6. **Update `build_rustls_server_config`**: the `RawKey` arm changes
from `#[cfg(feature = "iroh")]` to always-available (within the
`#[cfg(feature = "quinn")]` function). The `RawKeyCertResolver::new`
takes `&Ed25519SecretKey` instead of `&iroh::SecretKey`.
7. **Update all tests** that construct `TlsIdentity::RawKey`:
- `endpoint.rs` tests: `iroh::SecretKey::generate(&mut csprng)` →
`Ed25519SecretKey::generate()`.
- Any test in `config.rs` that constructs `RawKey`.
### What NOT to change
- `TlsIdentity::X509` and `SelfSigned` — untouched by this task.
- The `endpoint-request-client-cert` task (server config client auth) —
independent, can proceed in parallel or before/after this task.
- ACME — separate follow-up task (`core/acme-integration`).
## Acceptance Criteria
- [ ] `ed25519-dalek` is a direct dependency of alknet-core
- [ ] `Ed25519SecretKey` type exists with `generate`, `from_bytes`, `as_bytes`, `public`; redacting `Debug`; `ZeroizeOnDrop`
- [ ] `TlsIdentity::RawKey` uses `Ed25519SecretKey`, not `iroh::SecretKey`
- [ ] `TlsIdentity::RawKey` is not gated behind `#[cfg(feature = "iroh")]`
- [ ] `RawKeyCertResolver` and `Ed25519SigningKey` are gated `#[cfg(feature = "quinn")]` only (not `all(feature = "quinn", feature = "iroh")`)

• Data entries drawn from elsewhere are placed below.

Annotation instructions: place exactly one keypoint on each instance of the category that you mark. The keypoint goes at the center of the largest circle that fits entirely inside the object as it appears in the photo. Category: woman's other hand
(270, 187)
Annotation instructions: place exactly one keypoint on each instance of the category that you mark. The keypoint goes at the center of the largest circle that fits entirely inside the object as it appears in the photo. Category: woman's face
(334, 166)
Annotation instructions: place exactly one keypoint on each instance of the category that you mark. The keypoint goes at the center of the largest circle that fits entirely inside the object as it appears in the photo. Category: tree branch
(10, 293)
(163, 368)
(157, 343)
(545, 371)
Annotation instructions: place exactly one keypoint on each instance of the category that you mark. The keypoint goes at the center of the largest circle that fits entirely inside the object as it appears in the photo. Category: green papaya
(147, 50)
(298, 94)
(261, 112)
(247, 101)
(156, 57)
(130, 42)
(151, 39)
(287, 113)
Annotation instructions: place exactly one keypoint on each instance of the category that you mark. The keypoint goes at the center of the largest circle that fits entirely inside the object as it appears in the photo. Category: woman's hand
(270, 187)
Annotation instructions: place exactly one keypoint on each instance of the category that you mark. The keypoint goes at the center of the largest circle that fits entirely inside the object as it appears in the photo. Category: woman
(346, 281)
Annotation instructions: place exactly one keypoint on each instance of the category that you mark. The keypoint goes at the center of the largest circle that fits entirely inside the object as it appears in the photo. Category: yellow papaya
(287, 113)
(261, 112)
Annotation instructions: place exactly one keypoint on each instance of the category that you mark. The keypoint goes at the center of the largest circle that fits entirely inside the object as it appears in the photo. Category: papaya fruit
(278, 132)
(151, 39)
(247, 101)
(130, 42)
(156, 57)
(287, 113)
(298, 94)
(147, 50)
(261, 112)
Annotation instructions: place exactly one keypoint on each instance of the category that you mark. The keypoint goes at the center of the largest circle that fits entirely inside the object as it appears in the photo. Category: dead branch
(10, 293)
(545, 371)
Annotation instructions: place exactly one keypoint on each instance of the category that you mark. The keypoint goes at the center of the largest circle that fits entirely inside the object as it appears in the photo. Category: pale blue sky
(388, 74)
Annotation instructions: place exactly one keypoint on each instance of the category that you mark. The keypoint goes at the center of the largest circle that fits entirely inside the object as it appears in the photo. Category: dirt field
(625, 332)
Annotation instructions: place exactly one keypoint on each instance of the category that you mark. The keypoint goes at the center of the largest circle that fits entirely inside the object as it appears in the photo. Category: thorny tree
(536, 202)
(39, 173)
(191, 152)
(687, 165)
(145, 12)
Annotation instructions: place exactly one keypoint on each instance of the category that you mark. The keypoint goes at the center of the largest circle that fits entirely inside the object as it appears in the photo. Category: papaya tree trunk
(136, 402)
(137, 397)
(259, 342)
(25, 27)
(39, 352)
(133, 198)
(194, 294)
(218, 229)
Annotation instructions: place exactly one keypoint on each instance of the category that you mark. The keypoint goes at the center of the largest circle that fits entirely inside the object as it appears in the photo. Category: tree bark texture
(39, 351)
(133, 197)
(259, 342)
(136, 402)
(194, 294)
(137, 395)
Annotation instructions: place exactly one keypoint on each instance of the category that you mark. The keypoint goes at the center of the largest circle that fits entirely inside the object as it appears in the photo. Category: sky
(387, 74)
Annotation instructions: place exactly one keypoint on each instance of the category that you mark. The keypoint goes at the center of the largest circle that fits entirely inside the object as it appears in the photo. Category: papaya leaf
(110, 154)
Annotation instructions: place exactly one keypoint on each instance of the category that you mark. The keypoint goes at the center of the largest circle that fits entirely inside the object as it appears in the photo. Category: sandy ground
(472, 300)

- [ ] `build_iroh_endpoint` converts `Ed25519SecretKey` → `iroh::SecretKey::from_bytes`
- [ ] `cargo build -p alknet-core --features quinn` (no iroh) succeeds with `TlsIdentity::RawKey` usable
- [ ] `cargo build -p alknet-core --all-features` succeeds
- [ ] `cargo test -p alknet-core --all-features` succeeds
- [ ] `cargo test -p alknet-core --features quinn` succeeds (quinn-only, no iroh)
- [ ] `cargo clippy -p alknet-core --all-features --all-targets` clean
- [ ] `cargo clippy -p alknet-core --features quinn --all-targets` clean
## References
- ADR-027 — full design rationale
- crates/alknet-core/src/config.rs:33-41 — `TlsIdentity` enum
- crates/alknet-core/src/endpoint.rs:593-689 — `RawKeyCertResolver`, `Ed25519SigningKey`
- crates/alknet-core/src/endpoint.rs:511-538 — `build_iroh_endpoint` (conversion site)
- crates/alknet-core/src/endpoint.rs:484-495 — `build_rustls_server_config` RawKey arm
- /workspace/iroh/iroh-base/src/key.rs:261 — `iroh::SecretKey(SigningKey)` newtype
## Notes
> This is the foundation task for ADR-027. The ACME task
> (`core/acme-integration`) depends on this one because both modify
> `TlsIdentity` and `build_rustls_server_config`. Doing decoupling first
> means the ACME task builds on the cleaned-up enum without iroh coupling.